その間に、とりあえずアドルファスに躾を頑張ってもらい、スカーが使い物にならなそうであれば、自分達が出て行って『影の魔王』を片付ける算段になっている。
「さて……そろそろ頃合いですかね」
一通り殲滅し終えたことを確認して地上に降り立つ、そこには顔を引きつらせながらも必死で笑顔を浮かべようとする騎士達が待っていた。

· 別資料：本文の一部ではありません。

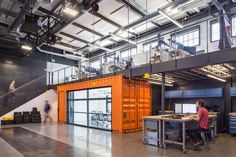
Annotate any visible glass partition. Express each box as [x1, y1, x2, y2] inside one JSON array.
[[67, 87, 112, 130]]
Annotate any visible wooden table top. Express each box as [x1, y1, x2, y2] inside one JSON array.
[[229, 112, 236, 116], [143, 113, 218, 122]]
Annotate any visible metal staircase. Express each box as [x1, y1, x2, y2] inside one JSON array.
[[0, 75, 48, 117]]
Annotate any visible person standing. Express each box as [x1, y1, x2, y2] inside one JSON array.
[[44, 100, 52, 123], [8, 80, 16, 105], [187, 100, 209, 145]]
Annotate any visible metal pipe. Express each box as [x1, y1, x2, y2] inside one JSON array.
[[37, 47, 85, 60], [161, 73, 165, 114], [10, 0, 40, 34]]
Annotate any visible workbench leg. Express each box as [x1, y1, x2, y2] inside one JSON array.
[[142, 119, 145, 144], [214, 119, 217, 136], [162, 120, 166, 148], [158, 120, 163, 148], [182, 122, 186, 153]]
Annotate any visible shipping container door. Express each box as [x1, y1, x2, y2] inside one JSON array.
[[122, 80, 137, 130], [58, 92, 67, 123], [136, 81, 151, 128]]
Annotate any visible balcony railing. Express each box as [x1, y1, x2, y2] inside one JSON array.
[[48, 15, 236, 85]]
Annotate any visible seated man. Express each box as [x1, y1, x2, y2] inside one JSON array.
[[187, 100, 208, 145]]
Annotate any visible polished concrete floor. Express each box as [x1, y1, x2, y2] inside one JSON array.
[[0, 124, 236, 157]]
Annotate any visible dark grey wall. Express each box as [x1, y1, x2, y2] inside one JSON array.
[[0, 49, 76, 95]]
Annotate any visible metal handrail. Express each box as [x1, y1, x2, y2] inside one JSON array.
[[0, 75, 46, 99]]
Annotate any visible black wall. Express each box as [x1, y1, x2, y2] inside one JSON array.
[[0, 49, 76, 95]]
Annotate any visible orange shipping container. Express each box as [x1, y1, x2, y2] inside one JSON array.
[[57, 75, 151, 133]]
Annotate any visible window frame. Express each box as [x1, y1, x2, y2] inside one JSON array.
[[143, 39, 158, 52], [210, 20, 220, 43], [230, 14, 236, 38], [89, 59, 101, 69], [120, 46, 139, 59], [170, 25, 201, 46]]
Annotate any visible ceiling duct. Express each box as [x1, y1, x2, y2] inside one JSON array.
[[10, 0, 53, 39]]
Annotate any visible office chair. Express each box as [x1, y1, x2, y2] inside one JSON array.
[[98, 111, 104, 128], [91, 111, 98, 126]]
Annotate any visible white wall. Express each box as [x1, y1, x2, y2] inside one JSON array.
[[0, 89, 58, 122]]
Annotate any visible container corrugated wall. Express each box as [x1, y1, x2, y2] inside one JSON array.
[[122, 79, 151, 132], [57, 75, 151, 133]]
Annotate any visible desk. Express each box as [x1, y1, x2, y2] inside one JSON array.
[[208, 114, 217, 136], [142, 116, 162, 147], [142, 115, 217, 152], [161, 117, 192, 152]]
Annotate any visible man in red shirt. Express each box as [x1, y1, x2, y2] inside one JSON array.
[[192, 100, 209, 131], [187, 100, 208, 145]]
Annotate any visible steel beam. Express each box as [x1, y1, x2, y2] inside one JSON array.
[[161, 73, 165, 114], [93, 13, 122, 28]]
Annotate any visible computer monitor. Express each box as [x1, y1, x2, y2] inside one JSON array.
[[175, 104, 183, 113], [183, 104, 197, 114]]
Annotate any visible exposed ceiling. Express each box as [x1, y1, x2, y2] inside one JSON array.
[[0, 0, 230, 56], [55, 0, 210, 54]]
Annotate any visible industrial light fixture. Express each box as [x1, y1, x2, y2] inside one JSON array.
[[207, 74, 226, 82], [148, 77, 173, 84], [148, 81, 173, 87], [158, 9, 184, 28], [63, 7, 79, 16], [109, 32, 136, 45], [21, 45, 32, 51], [88, 43, 112, 52]]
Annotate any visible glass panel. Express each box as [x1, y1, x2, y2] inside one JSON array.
[[59, 69, 65, 83], [74, 100, 87, 112], [91, 60, 100, 69], [74, 113, 87, 126], [89, 87, 111, 98], [211, 22, 220, 41], [120, 51, 129, 58], [232, 17, 236, 36], [67, 87, 112, 130], [89, 112, 112, 130], [74, 90, 87, 99], [53, 71, 58, 85], [176, 29, 199, 46], [65, 67, 72, 82]]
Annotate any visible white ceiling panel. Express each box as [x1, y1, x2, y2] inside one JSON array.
[[52, 44, 73, 52], [98, 0, 122, 16], [108, 7, 140, 26], [134, 22, 155, 33], [75, 13, 100, 26], [76, 31, 100, 42], [97, 40, 113, 46], [70, 40, 86, 47], [93, 20, 118, 35], [135, 0, 169, 13], [63, 25, 82, 35], [58, 34, 73, 43]]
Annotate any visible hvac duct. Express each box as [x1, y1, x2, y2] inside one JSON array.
[[10, 0, 53, 39]]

「さ……さすがは聖人様ですね、大変見事な魔法を見せていただきました……」
「いえ、これくらいどうということはありませんよ」
笑顔を浮かべてエドワードがいつも通りの丁寧な口調で答えたあと、すぐに表情を変え騎士達へ真顔で問いかける。
「それで、状況はいかがですか?」
「はっ!国境付近に集結していた魔物の軍勢はすでに壊滅しました!そこに居たのは魔物だけで人間の姿は見当たりません!」
報告を聞いて一瞬考え込んだ後、エドワードはすぐに結論を出す。
「では砦の方へ引き上げましょう。みなさんもゆっくり体を休めて次の侵攻にそなえてくださいね」
そう言って踵を返し、エドワードは騎士団と共にその場を後にした。
◆◇◆
……バーガ王国の王宮の一室では、『落ち人』である日本人ユイカがこの世界にきてからの自分自身事を振り返っていた。

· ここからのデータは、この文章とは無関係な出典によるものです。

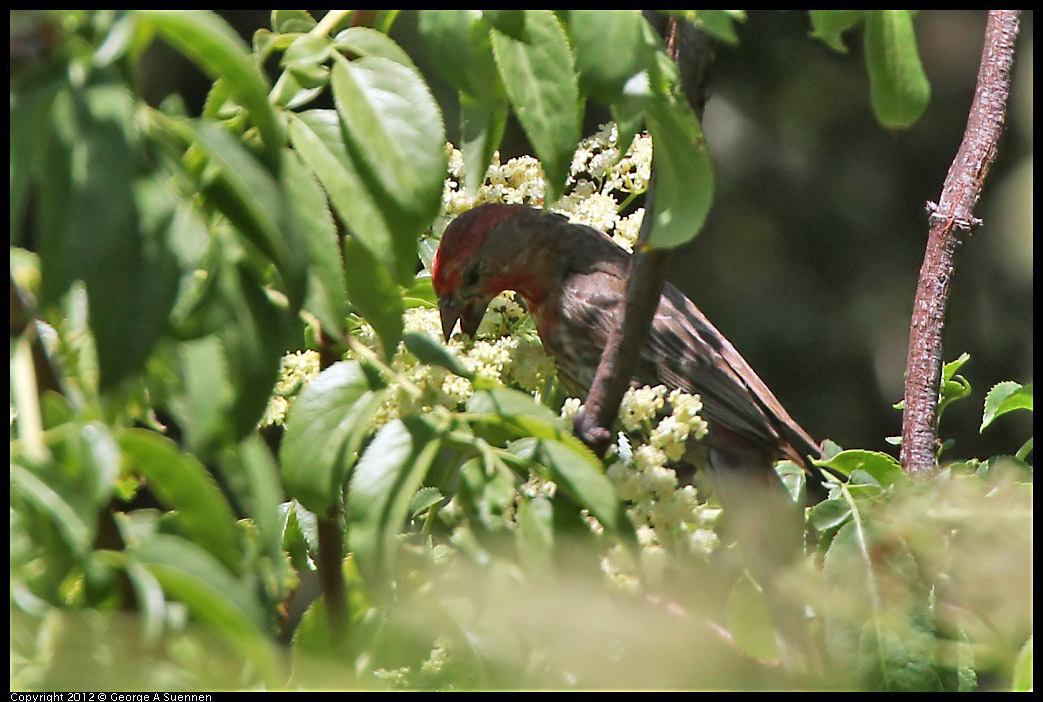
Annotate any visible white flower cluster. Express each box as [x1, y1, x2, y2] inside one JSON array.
[[442, 122, 652, 251], [551, 122, 652, 251], [348, 292, 554, 430], [260, 350, 319, 427], [561, 385, 719, 579], [442, 143, 547, 217]]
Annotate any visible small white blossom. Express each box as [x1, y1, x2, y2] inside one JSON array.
[[620, 385, 666, 431]]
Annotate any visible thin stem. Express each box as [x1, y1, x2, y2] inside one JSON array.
[[901, 9, 1020, 478]]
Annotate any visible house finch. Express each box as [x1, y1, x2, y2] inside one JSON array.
[[432, 204, 820, 574]]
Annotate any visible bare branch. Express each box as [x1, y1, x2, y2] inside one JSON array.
[[574, 18, 713, 456], [901, 9, 1020, 477]]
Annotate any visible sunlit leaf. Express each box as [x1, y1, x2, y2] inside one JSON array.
[[978, 381, 1033, 433], [280, 361, 381, 514], [866, 9, 930, 128], [117, 429, 241, 571], [345, 416, 440, 589], [486, 9, 580, 202]]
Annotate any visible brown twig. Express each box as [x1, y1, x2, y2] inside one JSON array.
[[574, 18, 713, 456], [901, 9, 1020, 478], [317, 510, 347, 646]]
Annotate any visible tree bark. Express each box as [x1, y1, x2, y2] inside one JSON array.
[[901, 9, 1020, 478]]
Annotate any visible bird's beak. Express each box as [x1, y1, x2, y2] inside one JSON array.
[[438, 295, 488, 341]]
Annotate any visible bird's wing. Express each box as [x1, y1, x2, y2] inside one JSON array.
[[650, 284, 819, 456]]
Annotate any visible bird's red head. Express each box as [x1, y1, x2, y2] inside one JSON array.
[[431, 203, 518, 341]]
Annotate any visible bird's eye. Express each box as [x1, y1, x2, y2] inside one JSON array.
[[460, 263, 478, 289]]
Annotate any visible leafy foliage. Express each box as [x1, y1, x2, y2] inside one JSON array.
[[10, 10, 1032, 689]]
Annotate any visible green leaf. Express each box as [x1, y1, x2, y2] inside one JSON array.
[[978, 381, 1033, 433], [417, 9, 505, 101], [690, 9, 746, 46], [515, 497, 554, 573], [184, 122, 308, 310], [219, 259, 296, 441], [486, 9, 580, 203], [131, 535, 281, 676], [290, 110, 402, 285], [37, 83, 178, 389], [10, 462, 94, 556], [332, 56, 446, 285], [568, 9, 651, 105], [405, 332, 475, 380], [725, 571, 779, 660], [812, 450, 909, 487], [511, 437, 637, 543], [281, 150, 347, 336], [280, 361, 383, 514], [345, 416, 441, 591], [409, 487, 444, 518], [467, 388, 558, 423], [137, 9, 286, 156], [647, 95, 713, 248], [808, 499, 851, 531], [482, 9, 531, 40], [117, 429, 241, 571], [1011, 636, 1033, 693], [170, 336, 235, 455], [460, 91, 507, 197], [807, 9, 866, 53], [271, 9, 316, 34], [942, 353, 971, 383], [86, 171, 180, 389], [344, 237, 405, 361], [333, 25, 417, 73], [220, 433, 284, 565], [866, 9, 930, 128], [8, 82, 62, 244]]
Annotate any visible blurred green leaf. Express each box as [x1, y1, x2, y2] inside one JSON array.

「まさか私がマンガの世界に来るなんて思ってなかったなぁ……ビックリだわー。でもなんかこの世界おかしいのよね……私みたいな日本人が落ちてくるなんて話なかったし……聖女召喚で呼ばれるはずのミリアは、なんかこないしどうなってるんだろ……」
独り言を言いながら考える。
そもそもなぜ彼女がマンガと同じ世界に来たのか?
その理由は、彼女自身もよくわかっていない。
気がついたらこの世界で目を覚まし、保護してくれた王宮で色んな人に話を聞くうちにマンガの世界であることに気が付いた。
そしてちょうど時間的にそろそろ勇者と聖女の物語が始まるところだったのだ。
せっかくだからと、彼女はその物語を楽しむためだけに行動を開始した。
まず最初にしたのは勇者になるスカーへの接触である。
彼に気に入られておけば、間近で物語を楽しめると思ったからだ。
「最近なんかお城の人達もよそよそしくなっちゃったし、スカー様もどっかいっちゃったらしいのよねぇ……当て馬になるはずの騎士団長も辺境にいってるらしいし……どういうことなのかなぁ……」
そんな事を呟いていると、コンコンと扉がノックされる音がする。
1人になりたくて、お世話してくれている人に下がってもらっていた為、自分で対応しようと声をかける。
「はい、どうぞー?」
「失礼いたします、ユイカ様へ聖人エドワード様が、突然で申し訳ないが都合が宜しければ、本日面会したいのでお時間をいただけないだろうかと。いかがいたしましょうか?」
「聖人様? ……あーあの召喚陣から出てきた人……。 はい!分かりましたー。今すぐで大丈夫なので、応接室でお会いしますとお伝えください」
「……かしこまりました」
ユイカの返事を聞いたメイドは、この礼儀のなっていないご令嬢を聖人様の前に出して大丈夫なのだろうか、と内心思いながらも一礼して部屋を出て行った。
そんな風に思われていることなど、一切気づかないユイカは
「あの人なんか日本にも詳しそうだし色々話が聞けたらいいなぁ……」
などとノンキに思いながらユイカはエドワードの待つ応接室へとむかうのだった。